To solve the problem, we need to find the value of \( p \) such that the roots of the quadratic equation \( x^2 + 5x - p = 0 \) differ by 1. ### Step 1: Identify the coefficients The given quadratic equation is: \[ x^2 + 5x - p = 0 \] Here, we can identify the coefficients: - \( a = 1 \) - \( b = 5 \) - \( c = -p \) ### Step 2: Use the relationship between the roots Let the roots of the equation be \( \alpha \) and \( \beta \).

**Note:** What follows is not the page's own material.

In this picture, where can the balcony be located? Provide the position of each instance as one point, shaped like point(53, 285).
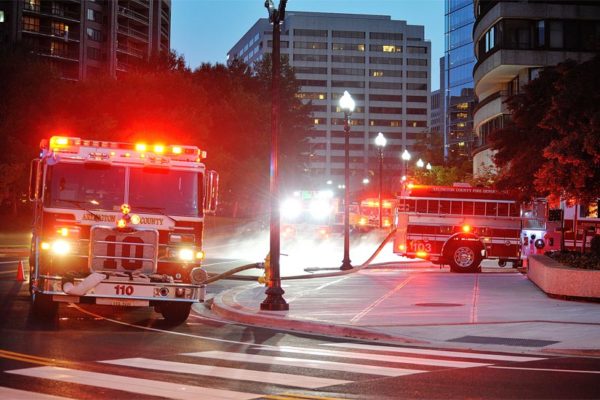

According to Vieta's formulas: - The sum of the roots \( \alpha + \beta = -\frac{b}{a} = -\frac{5}{1} = -5 \) - The product of the roots \( \alpha \beta = \frac{c}{a} = \frac{-p}{1} = -p \) ### Step 3: Set up the equation based on the difference of roots We are given that the roots differ by 1, which means: \[ |\alpha - \beta| = 1 \] This can be expressed as: \[ \alpha - \beta = 1 \quad \text{or} \quad \beta - \alpha = 1 \] Without loss of generality, we can take: \[ \alpha - \beta = 1 \] ### Step 4: Express \( \alpha \) in terms of \( \beta \) From the equation \( \alpha - \beta = 1 \), we can express \( \alpha \) as: \[ \alpha = \beta + 1 \] ### Step 5: Substitute \( \alpha \) in the sum of roots Now, substituting \( \alpha \) in the sum of roots: \[ (\beta + 1) + \beta = -5 \] This simplifies to: \[ 2\beta + 1 = -5 \] Subtracting 1 from both sides gives: \[ 2\beta = -6 \] Dividing by 2 results in: \[ \beta = -3 \] ### Step 6: Find \( \alpha \) Now substituting back to find \( \alpha \): \[ \alpha = \beta + 1 = -3 + 1 = -2 \] ### Step 7: Calculate the product of the roots Now we can find the product of the roots: \[ \alpha \beta = (-2)(-3) = 6 \] From Vieta's formulas, we know: \[ \alpha \beta = -p \] Thus: \[ 6 = -p \implies p = -6 \] ### Final Answer The value of \( p \) is: \[ \boxed{-6} \]